The scintillation is created as an effect of both light and movement. Scintillation itself is the play of both colored and white flashes of light that can be seen whenever the diamond is in motion. This aspect of light is seen by the naked eye, and many consider the scintillation to be the life of the diamond.
Scintillation itself is divided into two classes known as fire scintillation and flash scintillation. The latter is when there is a bright flash of light that dances over the most polished facets of a particular diamond. When the effect throws off-color as opposed to white light, this is the fire scintillation mentioned above.
The scintillation can be the result of the polish on a particular diamond. A better quality polish will help to reflect light from every single facet of the diamond whereas a lesser-quality polish may dull some of the areas of the diamond.
Each piece of the equation – the brilliance, scintillation, and fire – plays an important role in the ability of the diamond to sparkle. Without one, the rest will not make the diamond sparkle in a significant way. They work together cohesively to give diamonds the beauty that is unlocked throughout the cutting process.
If you have ever seen a diamond that sparkles from well across the room, it is because of the combination of scintillation, brilliance, and fire. Few other gemstones can match the effect that diamonds have. Without the light, diamonds would not have scintillation, fire, or brilliance. It is ultimately the light that can bring a diamond to life in a way that few other gemstones can match.

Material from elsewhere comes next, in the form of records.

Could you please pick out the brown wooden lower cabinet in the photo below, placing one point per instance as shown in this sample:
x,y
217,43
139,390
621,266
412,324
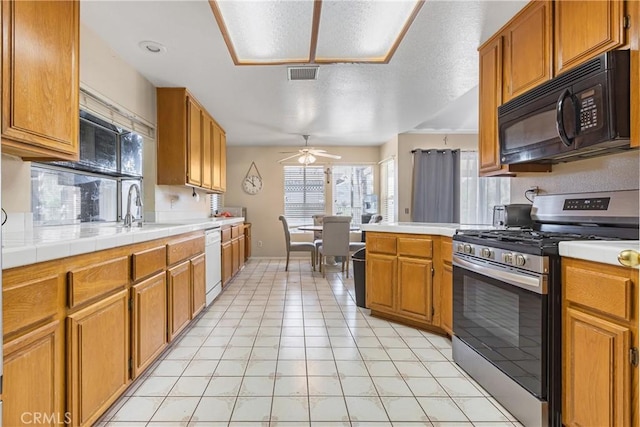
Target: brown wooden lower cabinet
x,y
404,278
198,284
446,299
98,357
600,338
77,332
227,270
415,284
179,286
381,279
32,377
149,321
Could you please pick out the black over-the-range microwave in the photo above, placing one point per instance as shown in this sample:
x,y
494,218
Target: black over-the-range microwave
x,y
581,113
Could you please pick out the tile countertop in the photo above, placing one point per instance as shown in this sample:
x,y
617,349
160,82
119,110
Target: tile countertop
x,y
433,228
598,251
54,242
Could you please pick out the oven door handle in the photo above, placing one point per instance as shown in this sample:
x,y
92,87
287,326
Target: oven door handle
x,y
537,284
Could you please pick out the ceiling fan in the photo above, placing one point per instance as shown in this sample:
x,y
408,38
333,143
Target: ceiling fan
x,y
307,155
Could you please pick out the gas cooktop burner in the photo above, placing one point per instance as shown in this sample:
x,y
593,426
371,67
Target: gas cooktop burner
x,y
530,236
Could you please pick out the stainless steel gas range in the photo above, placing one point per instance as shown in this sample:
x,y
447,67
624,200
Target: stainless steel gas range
x,y
507,319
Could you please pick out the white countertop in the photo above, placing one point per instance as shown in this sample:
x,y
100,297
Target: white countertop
x,y
54,242
433,228
598,251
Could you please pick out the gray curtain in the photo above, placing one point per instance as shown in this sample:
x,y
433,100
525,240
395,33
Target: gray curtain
x,y
436,186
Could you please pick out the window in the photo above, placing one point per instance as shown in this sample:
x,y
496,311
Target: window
x,y
352,189
95,188
387,190
216,204
478,195
303,193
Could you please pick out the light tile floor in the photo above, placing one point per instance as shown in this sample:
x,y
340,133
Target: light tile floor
x,y
293,349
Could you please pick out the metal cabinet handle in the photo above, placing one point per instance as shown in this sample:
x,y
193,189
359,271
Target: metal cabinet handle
x,y
629,258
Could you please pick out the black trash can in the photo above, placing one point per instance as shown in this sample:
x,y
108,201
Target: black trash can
x,y
359,276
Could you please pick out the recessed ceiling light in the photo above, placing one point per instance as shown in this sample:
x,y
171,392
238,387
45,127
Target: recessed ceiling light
x,y
152,47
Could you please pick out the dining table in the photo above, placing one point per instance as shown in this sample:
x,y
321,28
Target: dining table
x,y
319,228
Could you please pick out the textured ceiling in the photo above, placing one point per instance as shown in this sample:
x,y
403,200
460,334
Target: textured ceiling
x,y
430,85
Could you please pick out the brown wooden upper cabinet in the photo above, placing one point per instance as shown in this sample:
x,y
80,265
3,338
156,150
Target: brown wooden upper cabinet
x,y
191,147
513,61
585,29
40,79
527,50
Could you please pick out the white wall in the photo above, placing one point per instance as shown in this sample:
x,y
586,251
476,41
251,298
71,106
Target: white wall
x,y
408,142
264,208
613,172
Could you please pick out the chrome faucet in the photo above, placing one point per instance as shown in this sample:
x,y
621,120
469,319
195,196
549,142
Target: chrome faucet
x,y
128,218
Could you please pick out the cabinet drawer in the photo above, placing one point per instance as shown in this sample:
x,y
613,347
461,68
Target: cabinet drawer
x,y
183,249
600,290
29,303
98,279
381,243
447,250
226,233
415,246
147,262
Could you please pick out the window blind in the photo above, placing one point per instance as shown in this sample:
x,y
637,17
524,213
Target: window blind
x,y
115,115
303,192
387,190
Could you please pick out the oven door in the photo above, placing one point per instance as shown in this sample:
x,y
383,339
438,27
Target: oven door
x,y
502,321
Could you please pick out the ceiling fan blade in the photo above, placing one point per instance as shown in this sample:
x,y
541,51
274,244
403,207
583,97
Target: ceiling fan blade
x,y
332,156
288,158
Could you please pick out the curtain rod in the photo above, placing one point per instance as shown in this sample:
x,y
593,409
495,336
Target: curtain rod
x,y
443,149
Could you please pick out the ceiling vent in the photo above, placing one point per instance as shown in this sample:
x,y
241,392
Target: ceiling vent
x,y
302,73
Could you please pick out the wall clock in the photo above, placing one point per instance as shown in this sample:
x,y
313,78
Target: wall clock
x,y
252,183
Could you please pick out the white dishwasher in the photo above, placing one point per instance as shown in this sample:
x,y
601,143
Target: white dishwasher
x,y
213,259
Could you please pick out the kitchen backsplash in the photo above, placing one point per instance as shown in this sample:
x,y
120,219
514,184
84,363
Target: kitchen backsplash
x,y
613,172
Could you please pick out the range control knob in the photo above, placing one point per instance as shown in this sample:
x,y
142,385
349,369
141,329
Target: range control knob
x,y
486,253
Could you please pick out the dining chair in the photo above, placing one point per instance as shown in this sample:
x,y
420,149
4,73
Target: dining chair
x,y
335,240
297,246
317,236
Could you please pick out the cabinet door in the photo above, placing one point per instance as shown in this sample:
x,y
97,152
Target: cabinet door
x,y
490,95
32,377
415,288
226,262
98,357
585,29
527,52
596,372
217,157
207,152
446,299
40,81
381,282
194,143
149,319
223,161
198,284
179,285
235,256
241,249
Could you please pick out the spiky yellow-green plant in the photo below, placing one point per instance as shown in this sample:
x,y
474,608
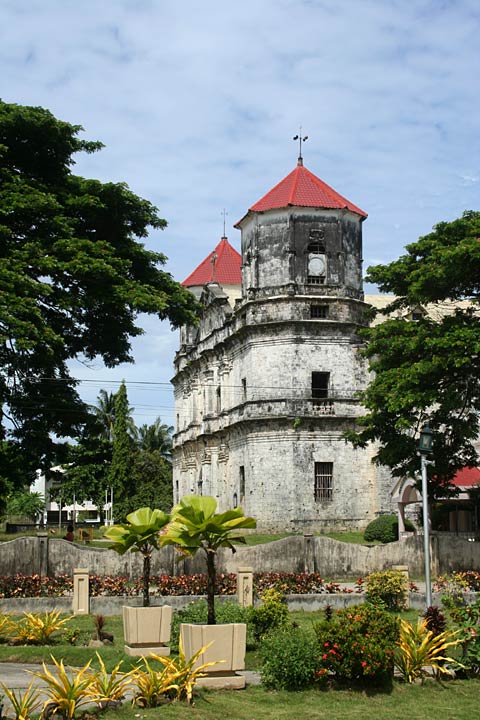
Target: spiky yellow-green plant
x,y
174,682
418,649
184,675
108,687
5,624
152,686
67,689
36,628
24,704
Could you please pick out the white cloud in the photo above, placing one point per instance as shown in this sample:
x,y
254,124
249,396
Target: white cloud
x,y
197,104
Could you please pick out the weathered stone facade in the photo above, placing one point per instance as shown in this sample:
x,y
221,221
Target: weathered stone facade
x,y
267,384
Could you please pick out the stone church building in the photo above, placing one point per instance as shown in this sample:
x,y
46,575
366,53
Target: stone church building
x,y
268,382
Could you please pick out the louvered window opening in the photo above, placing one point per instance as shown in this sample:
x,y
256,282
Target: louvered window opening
x,y
323,489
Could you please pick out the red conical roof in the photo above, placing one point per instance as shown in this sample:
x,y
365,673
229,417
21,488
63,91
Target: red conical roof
x,y
303,189
226,270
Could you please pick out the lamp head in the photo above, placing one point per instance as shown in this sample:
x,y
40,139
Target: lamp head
x,y
425,442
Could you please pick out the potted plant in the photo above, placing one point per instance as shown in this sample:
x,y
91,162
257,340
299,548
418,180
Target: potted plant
x,y
195,525
146,628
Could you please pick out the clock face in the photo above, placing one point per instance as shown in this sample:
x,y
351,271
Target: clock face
x,y
316,265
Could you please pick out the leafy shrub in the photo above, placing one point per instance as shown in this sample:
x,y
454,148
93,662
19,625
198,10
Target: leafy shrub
x,y
458,582
270,615
289,659
387,588
357,643
196,612
384,529
467,619
435,620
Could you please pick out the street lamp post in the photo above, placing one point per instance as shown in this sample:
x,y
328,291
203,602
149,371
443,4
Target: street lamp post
x,y
425,448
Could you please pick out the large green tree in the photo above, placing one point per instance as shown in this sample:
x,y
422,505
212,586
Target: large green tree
x,y
120,471
74,277
427,370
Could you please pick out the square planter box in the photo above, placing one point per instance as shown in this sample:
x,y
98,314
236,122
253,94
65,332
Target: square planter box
x,y
147,629
228,645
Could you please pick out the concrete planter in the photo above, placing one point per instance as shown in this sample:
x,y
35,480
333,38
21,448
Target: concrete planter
x,y
228,647
147,629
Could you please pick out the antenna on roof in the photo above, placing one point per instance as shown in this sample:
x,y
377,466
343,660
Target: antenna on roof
x,y
300,139
224,213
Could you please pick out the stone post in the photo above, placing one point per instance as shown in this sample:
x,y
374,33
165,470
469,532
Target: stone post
x,y
42,558
81,592
245,586
404,570
308,553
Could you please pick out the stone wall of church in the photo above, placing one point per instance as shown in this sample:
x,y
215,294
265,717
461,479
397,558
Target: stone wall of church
x,y
265,390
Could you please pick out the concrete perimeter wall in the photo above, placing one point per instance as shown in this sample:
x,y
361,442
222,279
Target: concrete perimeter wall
x,y
332,559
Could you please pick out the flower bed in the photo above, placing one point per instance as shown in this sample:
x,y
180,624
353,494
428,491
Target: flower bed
x,y
22,586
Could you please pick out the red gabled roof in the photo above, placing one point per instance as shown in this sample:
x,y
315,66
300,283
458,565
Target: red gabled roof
x,y
226,270
303,189
467,477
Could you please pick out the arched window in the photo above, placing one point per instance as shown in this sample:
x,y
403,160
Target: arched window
x,y
316,263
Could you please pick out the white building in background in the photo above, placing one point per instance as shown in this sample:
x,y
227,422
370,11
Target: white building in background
x,y
55,511
268,382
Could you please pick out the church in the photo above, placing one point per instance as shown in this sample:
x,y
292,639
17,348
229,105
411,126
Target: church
x,y
267,383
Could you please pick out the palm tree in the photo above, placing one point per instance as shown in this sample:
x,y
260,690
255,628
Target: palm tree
x,y
105,413
140,533
196,526
157,436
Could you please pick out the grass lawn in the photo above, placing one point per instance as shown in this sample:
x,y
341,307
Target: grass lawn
x,y
456,700
78,655
451,700
75,655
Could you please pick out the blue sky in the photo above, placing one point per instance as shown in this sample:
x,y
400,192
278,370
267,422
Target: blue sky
x,y
197,103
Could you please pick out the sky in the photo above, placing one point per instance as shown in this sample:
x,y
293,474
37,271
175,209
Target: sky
x,y
197,104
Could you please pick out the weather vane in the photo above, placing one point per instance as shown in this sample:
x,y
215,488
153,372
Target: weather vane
x,y
213,260
300,139
224,213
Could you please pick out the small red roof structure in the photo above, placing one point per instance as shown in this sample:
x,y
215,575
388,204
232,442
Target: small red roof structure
x,y
223,265
467,477
302,188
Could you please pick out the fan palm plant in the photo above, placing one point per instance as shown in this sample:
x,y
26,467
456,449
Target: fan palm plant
x,y
140,533
195,525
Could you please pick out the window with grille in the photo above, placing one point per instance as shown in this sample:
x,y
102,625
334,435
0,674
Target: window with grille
x,y
318,311
320,385
323,488
242,481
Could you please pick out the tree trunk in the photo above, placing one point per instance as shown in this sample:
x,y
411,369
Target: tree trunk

It doesn’t take a lot of time or effort to keep your diamonds sparkling. Dirt and grease in particular can take some of the luster off of the shine, making it appear dull where it would have otherwise been bright and sparkling.
Make sure to limit the use of oils and hand creams, particularly on the back of the diamond. Keep it clean regularly and it should manage to stay looking pristine for a long time to come.
Diamonds, when well-cut and cared for, can shine brightly and trump nearly every other gemstone. There are a lot of factors that go into the overall shine and sparkle of a diamond, with some cuts being more prevalent than others.
Keeping good care of your diamond is relatively easy. Just make sure to keep it clean and try to limit its exposure to things like creams or oils.